A protest led by trade unions in Guatemala. Photo: Frente Nacional de Lucha

A protest led by trade unions in Guatemala. Photo: Frente Nacional de Lucha

“The fear’s always been there”

In March 2013, the Guatemalan government signed an agreement with the International Labor Organization (ILO) to investigate and prosecute crimes against trade union members. However, just days after the mission left the country, three more trade unionists were murdered. A permanent ILO representative has since been instated in Guatemala.

The ILO recently decided to postpone until November a vote on whether to initiate a Commission of Inquiry in Guatemala.
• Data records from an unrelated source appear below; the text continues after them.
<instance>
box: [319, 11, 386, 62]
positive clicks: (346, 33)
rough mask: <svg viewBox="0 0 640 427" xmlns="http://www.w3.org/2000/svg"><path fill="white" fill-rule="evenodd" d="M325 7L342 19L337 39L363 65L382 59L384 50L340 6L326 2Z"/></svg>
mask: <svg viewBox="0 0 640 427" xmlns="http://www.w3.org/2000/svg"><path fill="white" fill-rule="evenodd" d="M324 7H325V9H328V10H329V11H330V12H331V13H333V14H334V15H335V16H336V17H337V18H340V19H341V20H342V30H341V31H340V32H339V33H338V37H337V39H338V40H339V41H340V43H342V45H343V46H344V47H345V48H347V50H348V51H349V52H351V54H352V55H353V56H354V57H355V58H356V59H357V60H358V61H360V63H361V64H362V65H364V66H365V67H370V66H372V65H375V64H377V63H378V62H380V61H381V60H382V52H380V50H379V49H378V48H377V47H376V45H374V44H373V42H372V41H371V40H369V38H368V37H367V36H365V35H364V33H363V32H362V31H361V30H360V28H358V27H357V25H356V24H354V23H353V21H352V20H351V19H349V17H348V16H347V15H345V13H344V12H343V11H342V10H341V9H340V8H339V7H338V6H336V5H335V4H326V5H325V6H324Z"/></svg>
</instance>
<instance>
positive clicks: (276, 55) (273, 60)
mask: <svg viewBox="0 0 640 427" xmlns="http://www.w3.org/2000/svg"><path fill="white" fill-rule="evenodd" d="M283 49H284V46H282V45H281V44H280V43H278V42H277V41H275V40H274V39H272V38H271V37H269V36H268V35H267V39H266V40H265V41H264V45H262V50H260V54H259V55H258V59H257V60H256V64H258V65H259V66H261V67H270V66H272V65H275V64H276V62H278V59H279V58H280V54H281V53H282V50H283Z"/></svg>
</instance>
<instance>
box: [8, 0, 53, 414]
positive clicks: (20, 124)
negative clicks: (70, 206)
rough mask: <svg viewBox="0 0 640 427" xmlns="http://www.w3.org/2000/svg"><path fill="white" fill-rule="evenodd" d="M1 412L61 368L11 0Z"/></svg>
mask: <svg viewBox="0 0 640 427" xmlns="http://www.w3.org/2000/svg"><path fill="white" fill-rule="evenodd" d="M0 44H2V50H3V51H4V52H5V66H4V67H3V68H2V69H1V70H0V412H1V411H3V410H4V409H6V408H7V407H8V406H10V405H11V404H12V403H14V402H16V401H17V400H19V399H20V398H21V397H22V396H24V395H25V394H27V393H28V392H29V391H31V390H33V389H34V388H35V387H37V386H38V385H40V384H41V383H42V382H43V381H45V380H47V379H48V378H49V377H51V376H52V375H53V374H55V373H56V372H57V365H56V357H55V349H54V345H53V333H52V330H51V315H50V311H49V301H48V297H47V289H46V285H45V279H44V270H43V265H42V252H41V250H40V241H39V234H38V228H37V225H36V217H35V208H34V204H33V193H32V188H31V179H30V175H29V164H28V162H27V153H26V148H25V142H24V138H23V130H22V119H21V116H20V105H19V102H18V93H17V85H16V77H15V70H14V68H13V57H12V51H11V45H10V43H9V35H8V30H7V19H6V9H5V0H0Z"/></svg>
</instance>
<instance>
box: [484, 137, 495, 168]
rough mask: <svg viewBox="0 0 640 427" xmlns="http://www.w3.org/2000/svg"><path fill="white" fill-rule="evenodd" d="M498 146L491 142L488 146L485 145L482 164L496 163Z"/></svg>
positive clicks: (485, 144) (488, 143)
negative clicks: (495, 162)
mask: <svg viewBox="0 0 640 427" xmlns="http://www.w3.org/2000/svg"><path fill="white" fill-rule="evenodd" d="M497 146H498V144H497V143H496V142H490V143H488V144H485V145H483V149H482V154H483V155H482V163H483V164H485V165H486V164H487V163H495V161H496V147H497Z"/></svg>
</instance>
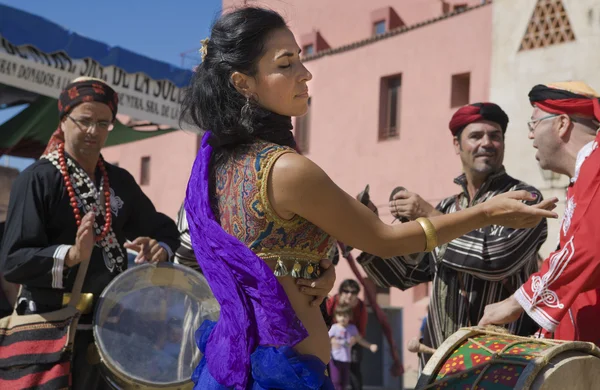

This type of in-depth inquiry has only been performed 11 times in the ILO’s nearly 100 years of existence.

“For Guatemala [a Commission of Inquiry] could be very bad news for the trade agreements with USA and Europe and for the cooperation programs,” says Luc Cortebeeck, Chair of the ILO Workers Group.

“Today the union movement has new challenges,” says Lara. “Before, you knew who the owner of a business was, but now you have no clue. The owner could be hidden away over there, he could be a drug trafficker or someone involved in organized crime. There are visible enemies and then there are invisible enemies and when you touch their interests they turn on you.”

Still, Lara says he’s never considered another career and has become accustomed to the fear that accompanies him in his daily life.

“The fear’s always been there. It brings you down today and tomorrow you get up again — it never goes away but we’ve made the decision to continue with our fight in the middle of all these fears, of all these threats. I’ll keep fighting, it’s not about resigning and walking away.”